Дан Витторио Сегре. Мемуары везучего еврея. Итальянская история

Отрывок из романа

О книге Дана Витторио Сегре «Мемуары везучего еврея. Итальянская история»

Предисловие к русскому изданию

По вполне понятным причинам слово «фашизм» в
сознании русского читателя ассоциируется, как правило,
с немецким нацизмом. Однако при том, что
Вторая мировая война практически поставила между
ними знак равенства, необходимо понять, что до середины
тридцатых годов ХХ века между этими явлениями
существовала заметная разница, в особенности
в том, что касается еврейского вопроса.

Возникновение фашизма в Италии неразрывно
связано с именем Габриеле д’Аннунцио, которого
многие называют Иоанном Крестителем фашизма.
Этот поэт-футурист, романист и драматург во время
Первой мировой войны снискал огромную популярность
своей безрассудной храбростью в качестве
летчика и десантника. Блестящий оратор и весьма
оригинальный теоретик, он возглавил в 1919 году захват
города Фьюме (сегодня — хорватский город Риека),
населенного в основном итальянцами, и основал
там корпоративную республику, конституция
которой представляла собой странную смесь крайне
левых и крайне правых идей, замешанных на романтической эстетике. Эти идеи оказались созвучны
романтически-артистичной натуре итальянцев в
момент кризиса, в который Первая мировая война
швырнула хрупкую самоидентификацию единой Италии,
наследницы Рисорджименто. Решение Лиги Наций
передать Югославии области, на которые претендовала
Италия, вызвало в стране убеждение, что Италия
оказалась обкраденной демократическими странами
Антанты, лишившими ее плодов победы в войне,
за которую было заплачено жизнями шестисот тысяч
погибших.

Разочарование объединило крестьянство с буржуазией
в противостоянии социальным, экономическим
и политическим вызовам, в частности вызову
коммунистов, угрожавших экспроприацией фабрик и
земель, а также объединило перед лицом изменений,
связанных с научно-технической модернизацией, что
способствовало развитию популистского авторитаризма,
который нашел себе символ — рабочую рубашку,
превращенную в партийную форму (черную в
Италии, коричневую в Германии, зеленую в Египте).
Это послужило причиной того, что в коллективном
сознании слово «фашизм» стало связываться с тоталитарными
националистическими, антибуржуазными,
революционными или псевдореволюционными
режимами, пусть даже они сильно отличались друг от
друга. Подобная маскировка символами долгое время
препятствовала пониманию феномена фашизма,
дебаты о котором еще не окончены.

Существует два основных течения в интерпретации
фашизма. Первое, марксистское, утверждает, что
фашизм муссолиниевского типа есть не что иное, как
результат манипуляции массами, и не имеет под собой
рациональной основы.
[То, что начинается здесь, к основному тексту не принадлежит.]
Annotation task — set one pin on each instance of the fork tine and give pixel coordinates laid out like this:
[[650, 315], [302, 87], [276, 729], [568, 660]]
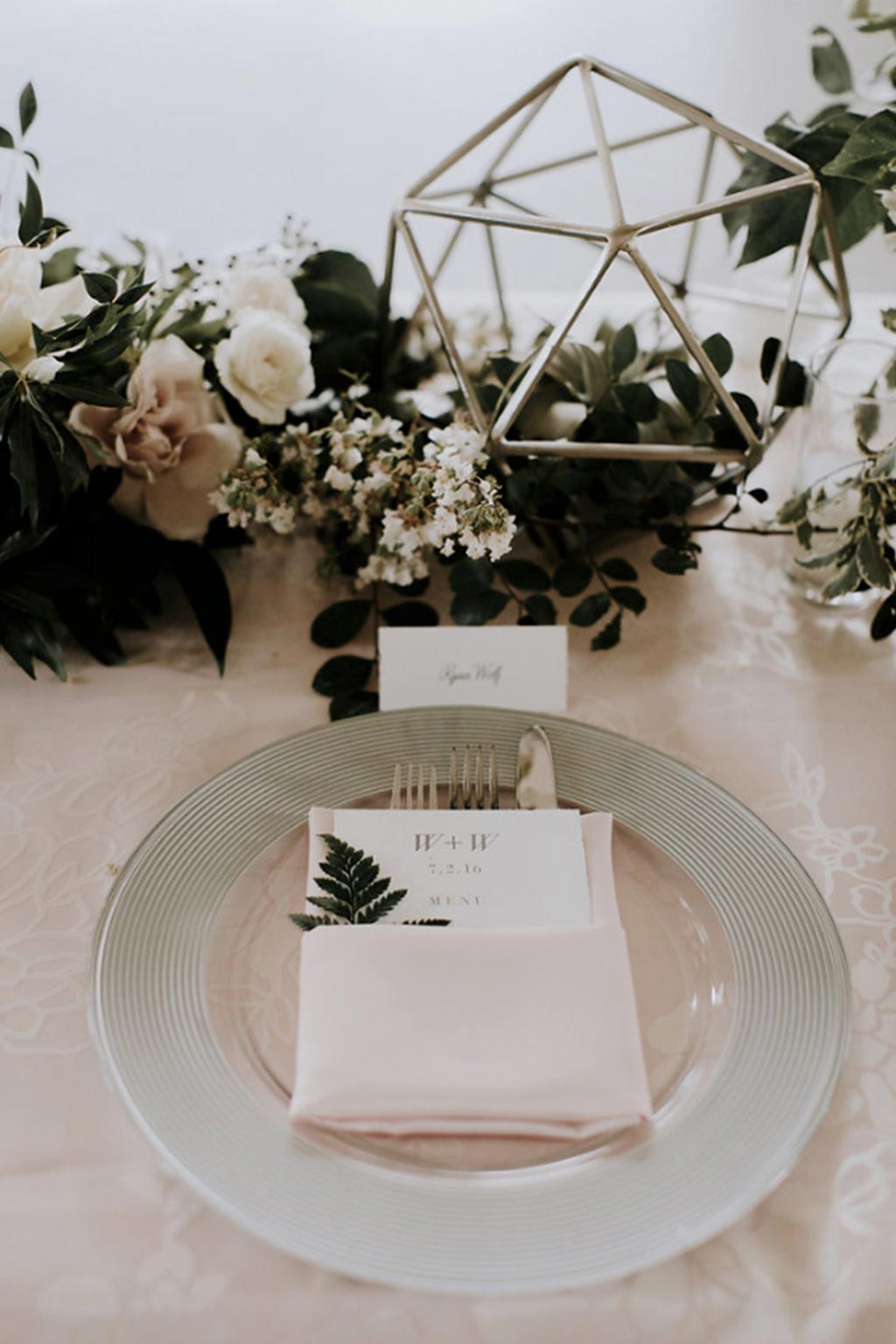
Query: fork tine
[[479, 797]]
Таким образом ставится
знак равенства между итальянским фашизмом и другими
формами диктатуры. В Италии заметная часть
правящего класса увидела в «фашистской революции
» продолжение эпопеи Рисорджименто, в которую
евреи Апеннинского полуострова внесли огромный
вклад. Это объясняет и симпатию Муссолини
к сионизму, и неприятие режимом, вплоть до 1938
года, антисемитской идеологии, и поддержку режима
многими евреями, при том что либеральное, социалистическое
и коммунистическое меньшинство евреев
приняло активнейшее участие в антифашистских
движениях.

Другая историческая интерпретация, наоборот,
утверждает, что итальянский фашизм является частью
большого исторического движения, где нужно
рассматривать каждый отдельный случай. Для этого
второго течения антисемитизм изначально существовал
в генах не только муссолиниевского фашизма, но
и всей европейской культуры и рано или поздно выплыл
бы на поверхность даже без союза с Германией.
Эти дебаты еще не закончены, они вышли за рамки
европейского контекста и переросли в диалог между
различными культурами, цель которого — обрести
социально-экономическое, политическое и моральное
равновесие, разрушенное в двух мировых войнах.

Даниэль Фрадкин

Глава 1. Револьвер

Мне, наверное, еще не исполнилось пяти лет от
роду, когда мой отец выстрелил мне в голову. Он
чистил свой револьвер «Смит-энд-Вессон 7-65», и
из дула вдруг вылетела пуля — никто не знает, каким
образом.

Отец сидел за тем самым столом, за которым я
пишу эти строки, массивным дубовым столом, отлично
приспособленным для тяжелых гроссбухов, в
которые он тщательно заносил своим четким, чуть
наклоненным вправо почерком ежедневные расходы,
регистрировал приобретение скота и семян,
записывал доходы от продажи вина и зерна, уплату
налогов, так же, как и маленькие суммы денег, которые
он клал в мешочек, висящий на шее Бизира,
его огромного сенбернара, обученного приносить
сигары из табачной лавки. В городке все знали этого
шерстистого, добродушного пса местного мэра.
Иногда продавец в лавке ошибался и давал Бизиру
не ту пачку сигар, но только лишь для того, чтобы
к всеобщему удовольствию заставить его рычать.
На этом дубовом столе, теперь моем, до сих пор не
отягощенном — как и прежде — современными
приборами, как-то: телефоном, транзистором или
компьютером, я держу фотографию отца. Бизир
стоит на задних лапах, положив передние отцу на
плечи. Фотография поблекла и до сих пор пахнет
табаком, как и выдвижные ящики, полные старых
предметов. Там лежат трубки, рулетки, ластики,
проржавевшие компасы, чернильница — вещи, которыми
я больше не пользуюсь, но которые бережно
храню как остатки ушедшего мира моей семьи.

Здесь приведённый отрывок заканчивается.